De rechtbank acht het beroep gegrond en vernietigt het bestreden besluit.

Volledige tekst

I. Procesverloop

Eiseres bezit de Poolse nationaliteit en is vreemdeling in de zin van artikel
1 van de VW.

Op 10 juli 1993 is eiseres Nederland ingereisd. Op 27 juli 1993 is eiseres,
mede ten behoeve van haar minderjarige dochter, in het bezit gesteld van
een vergunning tot verblijf onder de beperking “verblijf bij Nederlandse
partner en het verrichten van arbeid al dan niet in loondienst gedurende
dat verblijf”. De geldigheidsduur van deze verblijfsvergunning is laatstelijk
verlengd tot 27 juli 1995. Bij besluit van 6 juni 1995 heeft verweerder,
nadat gebleken was dat de relatie van eiseres met de Nederlandse partner
was verbroken, de verblijfsvergunning onder genoemde beperking ingetrokken
en tevens geoordeeld dat eiseres niet in aanmerking kwam voor voortgezet
verblijf. Het besluit is aan eiseres uitgereikt op 27 juni 1995. Daarbij
is eiseres medegedeeld dat nog aan de hand van de inhoud van een eventueel
bezwaarschrift zal worden beslist of zij de behandeling ervan in Nederland
mag afwachten.

Op 21 juli 1995 is namens eiseres bezwaar gemaakt bij verweerder.

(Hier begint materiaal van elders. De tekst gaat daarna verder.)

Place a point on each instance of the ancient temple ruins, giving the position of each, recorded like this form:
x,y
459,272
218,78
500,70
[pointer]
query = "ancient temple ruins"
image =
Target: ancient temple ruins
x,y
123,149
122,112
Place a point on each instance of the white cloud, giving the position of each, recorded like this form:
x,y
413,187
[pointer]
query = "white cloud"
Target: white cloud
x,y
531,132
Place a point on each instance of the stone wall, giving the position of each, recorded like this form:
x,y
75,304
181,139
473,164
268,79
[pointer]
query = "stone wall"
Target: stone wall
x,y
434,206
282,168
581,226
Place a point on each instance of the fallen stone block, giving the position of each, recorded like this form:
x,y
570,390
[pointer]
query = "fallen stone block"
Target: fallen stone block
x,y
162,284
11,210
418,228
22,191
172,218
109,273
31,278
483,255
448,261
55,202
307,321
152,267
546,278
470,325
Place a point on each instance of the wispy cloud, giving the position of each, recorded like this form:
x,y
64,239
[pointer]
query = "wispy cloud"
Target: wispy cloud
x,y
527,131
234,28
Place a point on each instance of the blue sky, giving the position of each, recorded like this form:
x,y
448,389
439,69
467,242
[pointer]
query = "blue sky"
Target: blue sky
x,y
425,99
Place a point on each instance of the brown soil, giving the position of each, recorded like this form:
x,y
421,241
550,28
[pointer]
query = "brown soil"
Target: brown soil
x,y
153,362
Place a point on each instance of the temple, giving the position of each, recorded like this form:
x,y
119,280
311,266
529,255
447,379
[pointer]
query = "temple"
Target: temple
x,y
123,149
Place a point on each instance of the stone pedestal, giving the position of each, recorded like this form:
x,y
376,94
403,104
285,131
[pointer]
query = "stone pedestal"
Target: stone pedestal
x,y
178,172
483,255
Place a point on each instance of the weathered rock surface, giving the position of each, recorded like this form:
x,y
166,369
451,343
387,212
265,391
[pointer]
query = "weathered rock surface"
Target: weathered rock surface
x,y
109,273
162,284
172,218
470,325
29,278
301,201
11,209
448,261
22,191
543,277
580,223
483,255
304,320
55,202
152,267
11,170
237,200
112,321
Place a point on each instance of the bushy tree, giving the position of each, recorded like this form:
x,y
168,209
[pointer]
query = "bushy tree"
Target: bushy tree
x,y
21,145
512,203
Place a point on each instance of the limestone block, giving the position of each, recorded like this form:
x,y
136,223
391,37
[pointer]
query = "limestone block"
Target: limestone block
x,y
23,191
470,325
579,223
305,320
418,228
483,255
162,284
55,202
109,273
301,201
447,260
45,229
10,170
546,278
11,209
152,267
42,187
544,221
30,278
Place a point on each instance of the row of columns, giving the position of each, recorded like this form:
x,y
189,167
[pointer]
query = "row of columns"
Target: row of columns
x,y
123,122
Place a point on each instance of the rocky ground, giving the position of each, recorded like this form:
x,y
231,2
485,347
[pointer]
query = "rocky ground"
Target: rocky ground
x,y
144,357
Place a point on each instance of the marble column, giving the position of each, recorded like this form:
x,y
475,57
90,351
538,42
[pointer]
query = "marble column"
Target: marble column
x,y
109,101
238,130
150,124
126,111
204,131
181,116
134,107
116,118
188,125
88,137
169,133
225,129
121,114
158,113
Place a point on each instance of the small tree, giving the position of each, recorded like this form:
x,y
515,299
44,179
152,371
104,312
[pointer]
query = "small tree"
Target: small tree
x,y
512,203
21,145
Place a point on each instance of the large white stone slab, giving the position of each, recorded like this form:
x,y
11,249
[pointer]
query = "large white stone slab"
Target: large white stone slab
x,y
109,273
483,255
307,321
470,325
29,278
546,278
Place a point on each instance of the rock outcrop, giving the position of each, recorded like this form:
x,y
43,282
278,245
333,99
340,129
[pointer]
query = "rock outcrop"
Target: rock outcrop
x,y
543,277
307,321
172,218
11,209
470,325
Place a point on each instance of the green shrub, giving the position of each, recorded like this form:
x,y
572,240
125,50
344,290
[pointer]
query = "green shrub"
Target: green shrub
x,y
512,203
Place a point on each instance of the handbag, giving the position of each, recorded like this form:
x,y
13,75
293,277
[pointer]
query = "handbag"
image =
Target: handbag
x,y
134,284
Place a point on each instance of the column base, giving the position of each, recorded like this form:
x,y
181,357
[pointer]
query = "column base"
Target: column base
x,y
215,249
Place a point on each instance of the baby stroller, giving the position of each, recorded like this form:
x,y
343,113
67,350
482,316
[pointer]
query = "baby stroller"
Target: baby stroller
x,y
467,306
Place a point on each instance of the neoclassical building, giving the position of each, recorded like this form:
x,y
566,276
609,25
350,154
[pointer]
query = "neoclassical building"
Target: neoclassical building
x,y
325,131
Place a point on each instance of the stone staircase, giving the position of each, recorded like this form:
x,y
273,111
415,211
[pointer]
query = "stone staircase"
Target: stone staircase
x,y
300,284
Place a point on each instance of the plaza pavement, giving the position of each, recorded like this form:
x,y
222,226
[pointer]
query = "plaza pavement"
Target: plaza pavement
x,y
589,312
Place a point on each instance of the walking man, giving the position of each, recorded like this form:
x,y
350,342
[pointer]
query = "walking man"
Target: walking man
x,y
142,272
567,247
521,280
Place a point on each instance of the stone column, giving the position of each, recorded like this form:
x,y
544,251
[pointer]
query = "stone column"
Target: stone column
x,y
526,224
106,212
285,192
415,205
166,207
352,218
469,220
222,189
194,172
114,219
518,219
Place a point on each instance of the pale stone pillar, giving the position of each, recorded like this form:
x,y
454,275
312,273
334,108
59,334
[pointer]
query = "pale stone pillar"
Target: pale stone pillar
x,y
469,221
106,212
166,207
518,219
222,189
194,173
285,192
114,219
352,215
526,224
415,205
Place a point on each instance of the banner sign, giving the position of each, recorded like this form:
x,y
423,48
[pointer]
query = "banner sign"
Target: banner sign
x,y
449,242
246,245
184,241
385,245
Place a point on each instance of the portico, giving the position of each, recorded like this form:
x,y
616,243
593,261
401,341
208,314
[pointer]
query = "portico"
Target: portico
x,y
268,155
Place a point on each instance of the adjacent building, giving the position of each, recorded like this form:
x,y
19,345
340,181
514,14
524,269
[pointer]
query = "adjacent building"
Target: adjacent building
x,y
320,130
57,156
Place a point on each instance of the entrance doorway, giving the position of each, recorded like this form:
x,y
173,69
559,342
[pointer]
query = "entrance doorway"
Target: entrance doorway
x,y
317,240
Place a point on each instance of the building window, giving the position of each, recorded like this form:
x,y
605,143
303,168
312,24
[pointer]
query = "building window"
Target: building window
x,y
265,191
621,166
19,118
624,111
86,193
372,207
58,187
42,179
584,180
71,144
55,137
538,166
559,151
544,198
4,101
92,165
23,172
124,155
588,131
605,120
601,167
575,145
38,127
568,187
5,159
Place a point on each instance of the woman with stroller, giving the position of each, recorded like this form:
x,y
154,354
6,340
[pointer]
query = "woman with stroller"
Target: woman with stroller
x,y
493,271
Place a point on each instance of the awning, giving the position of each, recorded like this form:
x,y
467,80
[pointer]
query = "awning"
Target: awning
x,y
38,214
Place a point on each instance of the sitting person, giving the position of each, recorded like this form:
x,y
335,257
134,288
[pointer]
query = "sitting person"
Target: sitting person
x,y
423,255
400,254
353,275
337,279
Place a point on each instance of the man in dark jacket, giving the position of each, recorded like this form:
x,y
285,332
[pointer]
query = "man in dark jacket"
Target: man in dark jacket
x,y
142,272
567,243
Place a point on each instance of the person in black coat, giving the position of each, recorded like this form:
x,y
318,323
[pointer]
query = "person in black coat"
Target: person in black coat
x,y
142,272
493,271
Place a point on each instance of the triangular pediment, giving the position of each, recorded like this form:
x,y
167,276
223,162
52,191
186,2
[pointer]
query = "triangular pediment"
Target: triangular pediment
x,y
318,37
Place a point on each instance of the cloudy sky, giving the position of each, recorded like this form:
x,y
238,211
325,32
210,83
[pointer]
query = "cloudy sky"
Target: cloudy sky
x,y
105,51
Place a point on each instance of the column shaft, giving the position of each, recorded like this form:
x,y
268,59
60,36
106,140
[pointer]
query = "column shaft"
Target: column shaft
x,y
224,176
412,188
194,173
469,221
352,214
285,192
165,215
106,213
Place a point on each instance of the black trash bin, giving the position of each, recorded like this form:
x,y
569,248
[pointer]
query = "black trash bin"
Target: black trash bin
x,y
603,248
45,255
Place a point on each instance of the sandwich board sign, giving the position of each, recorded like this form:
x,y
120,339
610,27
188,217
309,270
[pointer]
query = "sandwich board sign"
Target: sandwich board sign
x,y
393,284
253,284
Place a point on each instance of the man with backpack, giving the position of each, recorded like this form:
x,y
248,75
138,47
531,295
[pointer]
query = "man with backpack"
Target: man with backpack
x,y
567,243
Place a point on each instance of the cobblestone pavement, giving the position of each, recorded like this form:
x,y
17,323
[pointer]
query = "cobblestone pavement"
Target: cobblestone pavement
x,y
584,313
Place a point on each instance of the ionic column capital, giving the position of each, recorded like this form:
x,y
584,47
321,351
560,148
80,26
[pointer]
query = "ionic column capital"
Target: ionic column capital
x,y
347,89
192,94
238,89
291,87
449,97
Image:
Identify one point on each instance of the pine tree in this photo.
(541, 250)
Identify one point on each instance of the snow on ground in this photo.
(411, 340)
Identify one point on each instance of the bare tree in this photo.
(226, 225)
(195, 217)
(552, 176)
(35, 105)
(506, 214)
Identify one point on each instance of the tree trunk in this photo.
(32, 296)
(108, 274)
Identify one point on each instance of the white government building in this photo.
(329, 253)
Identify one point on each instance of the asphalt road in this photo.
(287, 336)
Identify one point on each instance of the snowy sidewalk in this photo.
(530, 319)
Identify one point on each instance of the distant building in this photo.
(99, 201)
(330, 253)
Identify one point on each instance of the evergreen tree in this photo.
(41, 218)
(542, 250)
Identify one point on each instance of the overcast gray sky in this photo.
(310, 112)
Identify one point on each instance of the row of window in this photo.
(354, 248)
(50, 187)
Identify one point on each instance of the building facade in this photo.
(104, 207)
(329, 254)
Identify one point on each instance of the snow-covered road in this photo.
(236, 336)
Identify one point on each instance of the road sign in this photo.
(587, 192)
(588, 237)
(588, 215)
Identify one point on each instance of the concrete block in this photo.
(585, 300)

Op 6 mei 1997 is eiseres gehoord door een ambtelijke commissie van het
Ministerie van Justitie. Bij besluit van 14 mei 1997 heeft verweerder het
bezwaar ongegrond verklaard.

Tegen dit besluit is namens eiseres op 9 juni 1997 bij de rechtbank beroep
ingesteld. Het beroep is op 10 juni 1997 ter griffie ontvangen.

Verweerder heeft naar aanleiding van het voornoemde beroep de op de zaak
betrekking hebbende stukken en een verweerschrift ingezonden.

Het beroep is behandeld ter terechtzitting van 25 februari 1998 alwaar
eiseres in persoon is verschenen en zich heeft laten bijstaan door haar
gemachtigde. Verweerder is ter zitting verschenen bij gemachtigde mr. H.M.
Schaak, ambtenaar ten departemente.

II. Overwegingen

In dit geding dient de vraag te worden beantwoord of het bestreden besluit
van 14 mei 1997, waarbij eiseres voortgezet verblijf is geweigerd, in rechte
stand kan houden.

Ingevolge artikel 11, vijfde lid, van de VW kan verlening van een vergunning
tot verblijf worden geweigerd op gronden aan het algemeen belang ontleend.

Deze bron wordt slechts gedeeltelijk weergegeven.